Java made the grade in expanding layer by layer - to the extent where it reminds me the state of the Earth in Wall-E. If you haven't seen the movie, I'll just say that the Earth drowned in human-produced garbage, and the garbage made it inhabitable for anything organic. The garbage in Java makes it impossible for the core, organic features of the language to grow. In the movie, people are leaving, and robots stay back to clean up - now you make the analogy.
As a Java programmer I really identify with Wall-E. Moving tons of garbage around, day after day, in a desperate attempt to clean up the world - something obviously impossible. And man, I'd love to be that flying-iPod-looking Eve from outer space. She's so strong, so modern, so clean and shiny... And she has a mission!
If Wall-E is my Java, then my Eve is no doubt Newspeak.
So what does it mean in a wider sense of programming languages? I think good language should have a small core, as little redundancy as possible. And it should grow from then on. Here's Guy Steel at OOPSLA '98:
I think that the best way of growing is via internal domain specific languages, DSLs, - you don't change the core language, yet you cover more and more domains. Anders Hejlsberg also talked about it at the recent PDC conference - adding features as a DSL; and then, if the DSL is very successful and popular, add syntactic sugar to the core language, as they did with LINQ. I don't think that you need that latter part if your language is well suited for DSLs to begin with. So the language should have a small core and be well suited for DSLs. Java isn't DSL-friendly. Scala is much better, e.g. the Actors library. Haskell, Ruby and of course Smalltalk are really good at it.
The last part is getting rid of garbage as you grow, and again, Gilad has an idea how to do that.
DSLs are for making languages bear-able.
- For I am a bear of very little brain and long words confuse me. [Milne 1926]
The premise of this subject is that computers should adapt to the ways of people, and not the other way around.
2 comments:
Yardena,
I think the analogy is great. I really like it. Comparing current Java with current Newspeak really feels like Wall-E vs. Eve.

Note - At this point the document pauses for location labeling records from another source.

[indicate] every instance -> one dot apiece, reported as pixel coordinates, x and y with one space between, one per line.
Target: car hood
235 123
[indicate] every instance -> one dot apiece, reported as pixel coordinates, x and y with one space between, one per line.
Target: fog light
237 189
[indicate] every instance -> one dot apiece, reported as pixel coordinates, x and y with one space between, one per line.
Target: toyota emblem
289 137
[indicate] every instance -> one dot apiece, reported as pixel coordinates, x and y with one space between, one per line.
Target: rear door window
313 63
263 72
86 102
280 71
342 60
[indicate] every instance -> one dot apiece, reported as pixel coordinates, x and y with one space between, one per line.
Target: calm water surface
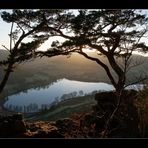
34 100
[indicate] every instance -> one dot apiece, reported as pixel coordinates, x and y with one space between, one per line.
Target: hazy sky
5 30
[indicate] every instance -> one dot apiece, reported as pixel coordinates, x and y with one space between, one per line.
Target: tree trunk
118 95
6 76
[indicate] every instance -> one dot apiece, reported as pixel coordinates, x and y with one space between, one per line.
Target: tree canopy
112 33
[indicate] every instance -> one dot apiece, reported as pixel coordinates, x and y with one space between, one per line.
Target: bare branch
11 36
136 82
21 28
6 48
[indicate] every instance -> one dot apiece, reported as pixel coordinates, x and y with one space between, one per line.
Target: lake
34 100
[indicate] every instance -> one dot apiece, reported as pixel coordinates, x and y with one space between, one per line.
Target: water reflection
40 99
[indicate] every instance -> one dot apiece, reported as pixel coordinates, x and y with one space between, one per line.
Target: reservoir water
34 100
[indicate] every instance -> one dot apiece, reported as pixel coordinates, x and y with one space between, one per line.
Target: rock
11 125
126 118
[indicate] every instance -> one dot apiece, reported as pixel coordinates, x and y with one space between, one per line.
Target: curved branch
101 64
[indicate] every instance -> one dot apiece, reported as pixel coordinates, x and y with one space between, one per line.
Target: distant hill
43 71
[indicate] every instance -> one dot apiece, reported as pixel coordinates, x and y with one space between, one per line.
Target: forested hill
42 71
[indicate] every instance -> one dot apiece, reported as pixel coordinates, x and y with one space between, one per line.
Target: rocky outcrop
11 126
85 125
125 121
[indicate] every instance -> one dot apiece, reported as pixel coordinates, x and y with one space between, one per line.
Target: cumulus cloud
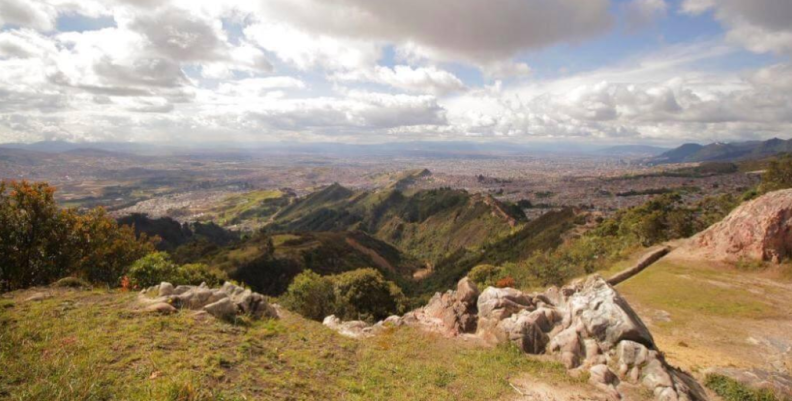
642 13
421 79
659 98
761 26
469 30
27 13
375 69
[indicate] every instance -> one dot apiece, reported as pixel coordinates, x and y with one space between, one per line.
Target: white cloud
306 51
658 97
642 13
27 13
762 26
422 79
469 30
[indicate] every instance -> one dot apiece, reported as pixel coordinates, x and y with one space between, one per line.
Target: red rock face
757 230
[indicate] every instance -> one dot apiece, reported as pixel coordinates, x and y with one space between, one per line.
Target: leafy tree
365 294
153 269
157 267
485 275
40 243
311 295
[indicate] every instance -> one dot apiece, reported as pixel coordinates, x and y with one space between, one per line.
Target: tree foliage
157 267
361 294
40 243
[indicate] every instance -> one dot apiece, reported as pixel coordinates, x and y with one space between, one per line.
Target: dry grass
89 345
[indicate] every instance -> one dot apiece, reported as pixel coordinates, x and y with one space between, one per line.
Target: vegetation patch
733 390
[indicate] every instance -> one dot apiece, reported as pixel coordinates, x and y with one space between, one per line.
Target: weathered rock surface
588 326
758 379
758 230
451 313
225 302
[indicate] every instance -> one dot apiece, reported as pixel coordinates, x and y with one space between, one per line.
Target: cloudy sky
361 71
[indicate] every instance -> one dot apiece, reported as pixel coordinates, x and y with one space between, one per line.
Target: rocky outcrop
224 303
758 230
588 326
451 313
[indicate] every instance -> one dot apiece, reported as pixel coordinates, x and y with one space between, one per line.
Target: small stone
162 308
165 289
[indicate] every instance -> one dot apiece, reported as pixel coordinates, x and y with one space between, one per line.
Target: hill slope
91 345
427 224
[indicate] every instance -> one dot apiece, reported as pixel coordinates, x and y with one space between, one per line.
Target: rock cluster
451 313
759 230
225 302
587 325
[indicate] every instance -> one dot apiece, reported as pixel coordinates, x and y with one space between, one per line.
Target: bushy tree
157 267
364 294
40 243
311 295
361 294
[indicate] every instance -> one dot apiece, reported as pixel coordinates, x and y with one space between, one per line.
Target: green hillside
269 262
90 345
427 224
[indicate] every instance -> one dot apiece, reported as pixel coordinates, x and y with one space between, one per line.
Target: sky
658 72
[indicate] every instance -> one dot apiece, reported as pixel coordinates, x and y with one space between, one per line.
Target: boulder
224 302
162 308
497 304
606 316
450 313
223 309
165 289
524 330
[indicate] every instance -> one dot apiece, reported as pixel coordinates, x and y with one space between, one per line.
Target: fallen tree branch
646 261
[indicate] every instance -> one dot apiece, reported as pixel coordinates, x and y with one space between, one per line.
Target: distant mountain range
632 150
428 149
720 151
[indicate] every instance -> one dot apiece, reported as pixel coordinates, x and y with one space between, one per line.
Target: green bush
197 273
40 242
361 294
310 295
732 390
157 267
364 294
485 275
153 269
71 282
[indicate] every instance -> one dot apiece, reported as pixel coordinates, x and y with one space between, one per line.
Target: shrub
71 282
157 267
310 295
506 282
39 242
197 273
153 269
485 275
364 294
732 390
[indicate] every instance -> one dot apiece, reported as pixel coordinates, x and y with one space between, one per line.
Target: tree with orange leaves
40 242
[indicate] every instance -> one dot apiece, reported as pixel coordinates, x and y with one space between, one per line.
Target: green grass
732 390
249 205
687 291
88 345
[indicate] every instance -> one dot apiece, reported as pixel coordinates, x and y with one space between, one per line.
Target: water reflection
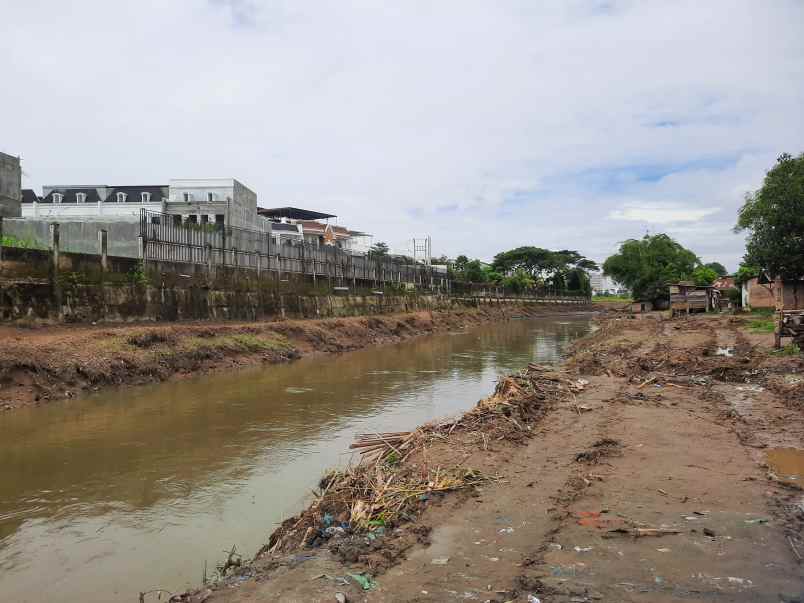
135 488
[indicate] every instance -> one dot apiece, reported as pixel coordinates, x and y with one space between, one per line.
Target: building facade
213 200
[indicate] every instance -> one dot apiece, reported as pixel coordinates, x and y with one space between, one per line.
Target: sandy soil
38 365
651 483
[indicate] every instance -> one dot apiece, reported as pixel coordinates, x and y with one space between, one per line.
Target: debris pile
393 481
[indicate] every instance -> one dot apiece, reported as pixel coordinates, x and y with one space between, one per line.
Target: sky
486 125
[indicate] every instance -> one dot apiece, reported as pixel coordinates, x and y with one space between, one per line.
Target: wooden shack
686 296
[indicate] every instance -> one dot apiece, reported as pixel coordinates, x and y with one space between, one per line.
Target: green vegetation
237 343
773 216
526 268
703 276
378 250
791 349
762 325
12 241
719 268
745 273
646 265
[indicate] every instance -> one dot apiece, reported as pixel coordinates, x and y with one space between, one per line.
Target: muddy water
135 489
787 464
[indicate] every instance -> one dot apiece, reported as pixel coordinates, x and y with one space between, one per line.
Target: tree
773 216
719 268
578 280
704 276
745 273
646 265
378 250
520 281
543 265
473 272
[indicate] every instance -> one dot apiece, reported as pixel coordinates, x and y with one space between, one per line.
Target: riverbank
39 365
661 462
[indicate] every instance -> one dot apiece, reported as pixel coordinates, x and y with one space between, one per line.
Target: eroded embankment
52 363
636 472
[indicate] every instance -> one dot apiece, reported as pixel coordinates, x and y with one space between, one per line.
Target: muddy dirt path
651 483
61 362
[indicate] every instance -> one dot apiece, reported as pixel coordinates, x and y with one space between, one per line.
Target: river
137 488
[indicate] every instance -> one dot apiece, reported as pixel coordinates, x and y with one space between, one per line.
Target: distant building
293 224
10 186
204 200
221 200
602 284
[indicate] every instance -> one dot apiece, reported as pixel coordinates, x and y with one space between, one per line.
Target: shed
686 296
641 306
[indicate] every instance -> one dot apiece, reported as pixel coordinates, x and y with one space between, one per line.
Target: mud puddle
787 464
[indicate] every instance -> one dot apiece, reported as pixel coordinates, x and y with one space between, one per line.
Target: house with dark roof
82 202
198 201
293 224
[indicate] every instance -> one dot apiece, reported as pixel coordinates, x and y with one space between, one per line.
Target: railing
541 295
166 238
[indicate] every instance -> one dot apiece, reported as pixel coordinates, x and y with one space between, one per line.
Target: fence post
55 285
103 246
208 252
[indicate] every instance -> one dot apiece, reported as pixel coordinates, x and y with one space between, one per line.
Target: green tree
543 265
719 268
578 281
646 265
745 273
473 272
704 276
378 250
520 281
773 216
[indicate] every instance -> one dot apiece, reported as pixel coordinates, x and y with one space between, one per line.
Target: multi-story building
204 200
601 283
292 224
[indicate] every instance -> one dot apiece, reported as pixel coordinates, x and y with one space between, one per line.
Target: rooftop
294 213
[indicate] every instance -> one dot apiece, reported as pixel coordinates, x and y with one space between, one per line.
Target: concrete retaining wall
78 237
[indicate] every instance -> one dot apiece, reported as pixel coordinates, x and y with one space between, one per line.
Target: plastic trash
365 582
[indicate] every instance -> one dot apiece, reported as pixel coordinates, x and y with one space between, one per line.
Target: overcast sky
487 125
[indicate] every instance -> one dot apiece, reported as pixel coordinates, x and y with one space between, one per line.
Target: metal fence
165 237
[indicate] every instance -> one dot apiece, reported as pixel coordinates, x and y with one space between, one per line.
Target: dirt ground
38 365
670 472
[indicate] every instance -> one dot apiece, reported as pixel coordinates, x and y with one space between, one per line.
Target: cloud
526 123
661 213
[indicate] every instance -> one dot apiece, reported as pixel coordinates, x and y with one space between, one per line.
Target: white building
201 200
601 283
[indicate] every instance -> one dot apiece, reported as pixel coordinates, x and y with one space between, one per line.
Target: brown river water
137 488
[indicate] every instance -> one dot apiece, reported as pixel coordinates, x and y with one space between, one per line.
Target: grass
762 325
240 342
12 241
791 349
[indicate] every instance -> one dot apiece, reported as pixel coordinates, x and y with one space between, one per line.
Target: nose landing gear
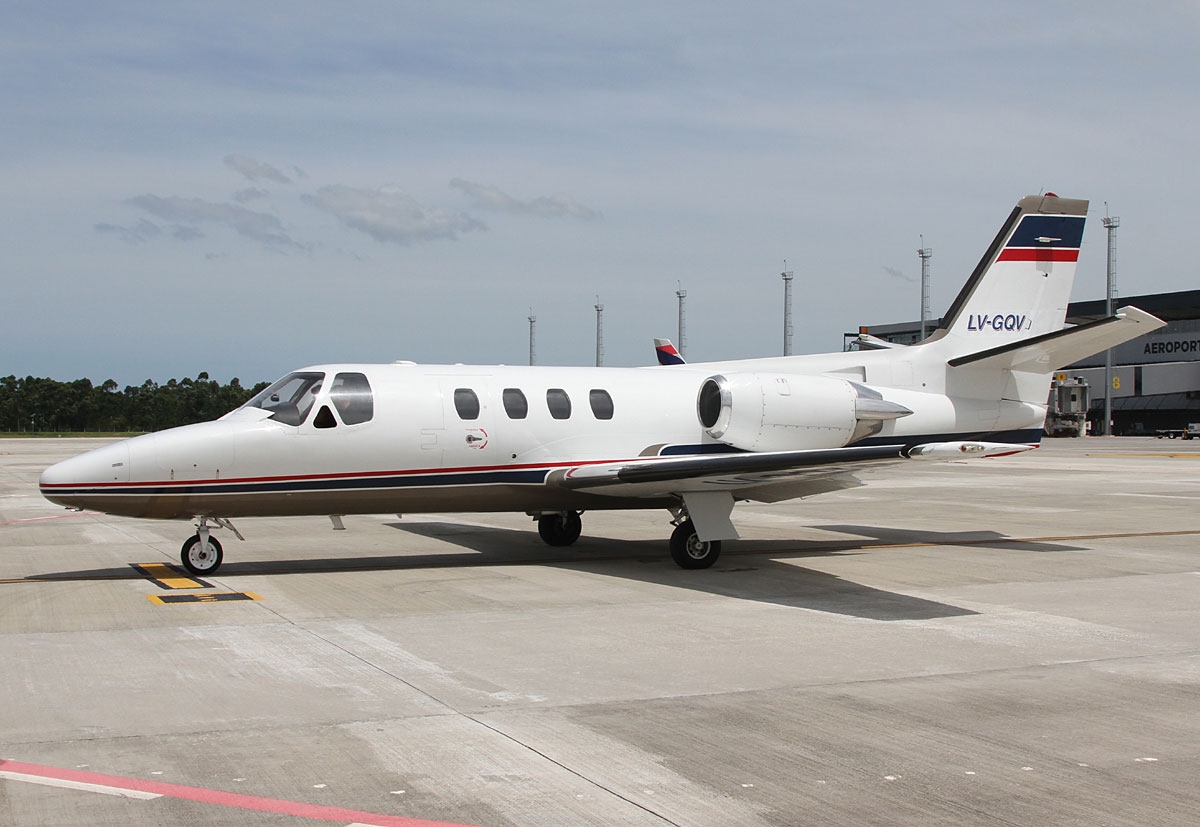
202 553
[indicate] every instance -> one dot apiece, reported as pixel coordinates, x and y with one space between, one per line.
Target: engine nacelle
774 412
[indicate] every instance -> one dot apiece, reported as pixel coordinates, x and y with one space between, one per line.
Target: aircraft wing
768 477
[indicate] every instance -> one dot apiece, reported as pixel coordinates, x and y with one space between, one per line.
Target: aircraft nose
66 481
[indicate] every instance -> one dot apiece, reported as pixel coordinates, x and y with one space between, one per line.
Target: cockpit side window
352 396
291 399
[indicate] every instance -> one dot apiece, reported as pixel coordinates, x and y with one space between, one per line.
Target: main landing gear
202 553
563 528
559 528
689 551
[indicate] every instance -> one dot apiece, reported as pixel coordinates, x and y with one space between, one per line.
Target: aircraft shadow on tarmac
759 579
749 569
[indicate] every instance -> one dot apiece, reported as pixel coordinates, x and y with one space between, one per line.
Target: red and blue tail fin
667 353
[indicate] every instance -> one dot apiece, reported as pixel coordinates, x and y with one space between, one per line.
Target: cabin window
601 403
516 406
291 399
558 402
324 418
466 402
351 394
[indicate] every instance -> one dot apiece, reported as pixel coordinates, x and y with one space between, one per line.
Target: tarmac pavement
1008 641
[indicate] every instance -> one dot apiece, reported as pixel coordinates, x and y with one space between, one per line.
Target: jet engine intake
773 412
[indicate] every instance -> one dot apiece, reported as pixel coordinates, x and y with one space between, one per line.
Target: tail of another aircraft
667 353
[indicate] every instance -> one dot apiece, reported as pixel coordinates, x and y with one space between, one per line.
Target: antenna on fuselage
787 309
599 333
533 337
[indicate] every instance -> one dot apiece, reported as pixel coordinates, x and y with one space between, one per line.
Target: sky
245 189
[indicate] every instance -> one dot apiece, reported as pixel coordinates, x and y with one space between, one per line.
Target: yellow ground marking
211 597
1174 456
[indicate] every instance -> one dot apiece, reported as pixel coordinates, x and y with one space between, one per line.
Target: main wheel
689 551
201 558
559 529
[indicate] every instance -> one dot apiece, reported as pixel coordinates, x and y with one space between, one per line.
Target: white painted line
78 785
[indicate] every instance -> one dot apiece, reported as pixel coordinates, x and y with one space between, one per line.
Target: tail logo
1000 322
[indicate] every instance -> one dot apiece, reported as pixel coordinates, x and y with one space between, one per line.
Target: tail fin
667 352
1021 286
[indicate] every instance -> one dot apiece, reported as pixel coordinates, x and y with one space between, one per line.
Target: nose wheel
201 556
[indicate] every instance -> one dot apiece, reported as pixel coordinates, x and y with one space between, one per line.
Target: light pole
1110 225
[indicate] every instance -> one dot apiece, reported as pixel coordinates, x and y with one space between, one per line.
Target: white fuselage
418 451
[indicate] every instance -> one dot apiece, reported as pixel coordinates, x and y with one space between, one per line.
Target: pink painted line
299 809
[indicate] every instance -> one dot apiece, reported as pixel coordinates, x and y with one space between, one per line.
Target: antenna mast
925 255
683 319
1110 225
787 309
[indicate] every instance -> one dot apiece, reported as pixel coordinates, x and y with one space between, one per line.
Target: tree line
42 405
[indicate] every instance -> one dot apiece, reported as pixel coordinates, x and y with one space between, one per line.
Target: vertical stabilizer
1021 286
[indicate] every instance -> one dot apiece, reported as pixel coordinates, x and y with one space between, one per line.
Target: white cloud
191 213
390 215
255 171
249 195
552 207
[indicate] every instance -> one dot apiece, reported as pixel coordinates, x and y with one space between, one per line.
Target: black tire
201 562
689 551
559 529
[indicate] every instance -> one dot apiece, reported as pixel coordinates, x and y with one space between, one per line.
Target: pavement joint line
142 789
351 567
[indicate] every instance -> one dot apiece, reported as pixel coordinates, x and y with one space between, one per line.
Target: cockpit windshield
291 399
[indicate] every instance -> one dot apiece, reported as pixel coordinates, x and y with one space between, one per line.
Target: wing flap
768 477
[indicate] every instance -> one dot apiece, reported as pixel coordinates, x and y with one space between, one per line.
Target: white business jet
691 438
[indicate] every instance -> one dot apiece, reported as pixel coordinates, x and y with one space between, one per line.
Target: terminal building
1156 378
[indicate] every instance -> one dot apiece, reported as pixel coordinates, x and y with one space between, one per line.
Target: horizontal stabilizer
1049 352
960 450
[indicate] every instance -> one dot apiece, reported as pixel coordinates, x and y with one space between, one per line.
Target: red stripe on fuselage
352 474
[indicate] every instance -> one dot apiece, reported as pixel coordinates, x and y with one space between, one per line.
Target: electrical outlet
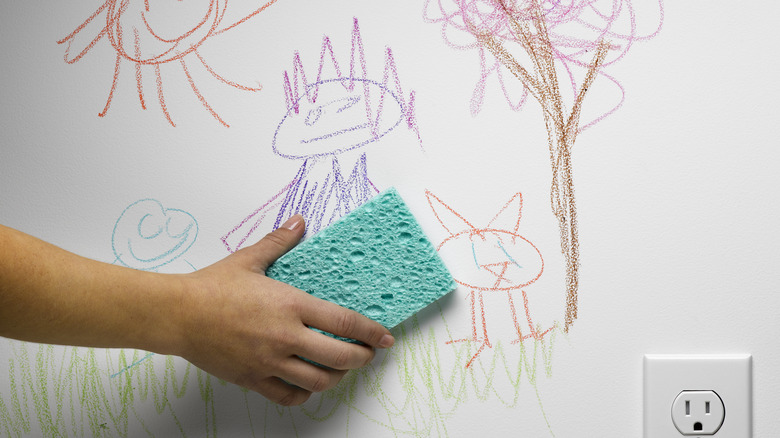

Nonetheless, I find it hard to believe that Newspeak will remain cute, clean, and elegant (that is: Eve like), if it becomes a popular mainstream language.
Popularity means a great deal of extra vocabulary that will be introduced either as libraries or as user-built language extensions. Some of these extra words will be so widely used that they will effectively become part of the language, even if they are not officially endorsed into the specs. I am afraid that a successful language is bound to eventually grow and lose its elegance.
str.matches("\\\\\\\\\\."); // two literal backslashes and a dot. I HATE JAVA.
Ever looked at the concatenative languages (Forth, Joy, Factor)? As suited for DSL creation as it gets. A word of warning: my own attempt to jump on the Factor bandwagon failed miserably, when after some 20 hours I *still* couldn't iron out all the stack-related bugs in a 500-lines program.